On Tuesday at 12:05 a.m., the uncle called 911 to request a wellness check at the home, located in the 3300 block of South County Road 60 Southwest outside Greensburg. The uncle “reported Wyatt to have a history of depression.”
Deputies responded within 15 minutes and were met by the suspect in his driveway, police said. He allegedly “re-asserted that he had cooked a pizza causing the smoke detectors to go off,” and that there was no need for help. The officers left.
The uncle, undeterred, asked officers to go back and check again. The deputies did, and about 20 minutes later, they were once again met by the suspect in the driveway. When they asked to speak with Joshua Taylor, “Wyatt told them that Joshua was sleeping,” according to the affidavit. Still, they were led into the home.
They entered a “first story bedroom with the door open and the lights off.” When Wyatt Taylor turned a light on, he allegedly looked in the direction of his dead father in bed, gestured toward him, and said, “He’s right there.”
Deputies confirmed the man to be dead, “noting head and neck gunshot wounds. They also noted multiple spent bullet casings in plain view in the bedroom,” the affidavit states. When one of the officers asked Wyatt Taylor if anyone else was home, he is said to have replied, “No sir, there’s not.”
“There’s nobody in the house sir,” he told the other deputy, the court document states, with it adding that the suspect admitted to having consumed alcohol that night. The officers searched the rest of the house to make sure it was safe, and then they launched an investigation into Joshua Taylor’s death.
Multiple spent bullet casings were found near Joshua Taylor’s body “in the bedding and wall” behind where he had been lying, the affidavit maintains. A smoke detector was also found “in the vicinity of where the shots are believed to have been fired,” it adds. Furthermore, while a cardboard box was later found, there was no evidence of any burnt pizza.
A firearm of the same caliber as the spent casings was located upstairs in the home, complete with an “empty magazine in the handgun that had the precise capacity as the number of spent casings.” Next to the firearm appeared to be Wyatt Taylor’s wallet, his hat, and a box of the same caliber ammunition.
The suspect was apprehended and taken to the county jail, where Decatur County Sheriff Bill Meyerrose and a detective interviewed him. After he was read his Miranda rights, Wyatt Taylor told them he had just moved back home from Utah two weeks ago. Then he spoke about his father.
Wyatt Taylor allegedly claimed his father had been “throwing up gang signs,” and the 28-year-old suspect said he feared for his life just days before. “He described his father as ‘bipolar toward [Wyatt]’, and ‘very suicidal’ and ‘belligerent,’ the court document states.

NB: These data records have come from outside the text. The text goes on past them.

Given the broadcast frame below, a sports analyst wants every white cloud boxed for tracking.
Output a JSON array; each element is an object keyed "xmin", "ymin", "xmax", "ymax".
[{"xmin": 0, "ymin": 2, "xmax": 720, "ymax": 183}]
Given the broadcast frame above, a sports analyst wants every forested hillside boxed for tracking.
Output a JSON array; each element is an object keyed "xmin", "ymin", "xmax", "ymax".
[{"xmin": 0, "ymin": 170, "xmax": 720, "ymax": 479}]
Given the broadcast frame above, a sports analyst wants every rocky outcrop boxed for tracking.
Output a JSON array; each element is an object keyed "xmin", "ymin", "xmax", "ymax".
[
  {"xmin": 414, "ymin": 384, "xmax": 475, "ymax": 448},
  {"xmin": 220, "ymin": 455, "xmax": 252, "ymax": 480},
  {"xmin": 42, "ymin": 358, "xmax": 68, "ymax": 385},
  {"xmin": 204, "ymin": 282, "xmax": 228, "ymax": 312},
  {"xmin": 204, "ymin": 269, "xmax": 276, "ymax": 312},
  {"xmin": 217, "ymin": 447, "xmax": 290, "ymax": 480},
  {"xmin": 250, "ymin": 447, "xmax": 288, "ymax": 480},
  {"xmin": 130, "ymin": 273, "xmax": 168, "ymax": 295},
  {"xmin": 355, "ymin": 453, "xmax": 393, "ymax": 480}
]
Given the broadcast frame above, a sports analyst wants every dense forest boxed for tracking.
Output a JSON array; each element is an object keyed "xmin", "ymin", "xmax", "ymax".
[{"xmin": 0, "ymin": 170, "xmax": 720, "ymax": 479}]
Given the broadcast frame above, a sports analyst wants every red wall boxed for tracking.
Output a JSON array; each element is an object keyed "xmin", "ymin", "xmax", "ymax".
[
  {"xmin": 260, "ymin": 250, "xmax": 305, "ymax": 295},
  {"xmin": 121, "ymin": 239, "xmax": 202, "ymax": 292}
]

The suspect later said he was “in fear of [his] life, extremely in fear of [his] life.”
On Wednesday, an autopsy was performed. “Multiple entry and exit wounds were found,” the affidavit states, and “the doctor was able to ascertain that multiple of the gunshot wounds caused fatal injury. It was determined that the preliminary cause of death was multiple gunshot wounds to the head and neck.”
A bullet found inside the body appeared to match the casings found at the home, and the total number of located spent bullets “precisely match[ed] the number of spent casings and the magazine capacity.”
Wyatt Taylor has a pretrial conference scheduled for Oct. 7. His jury trial is already scheduled to begin on Feb. 16 of next year.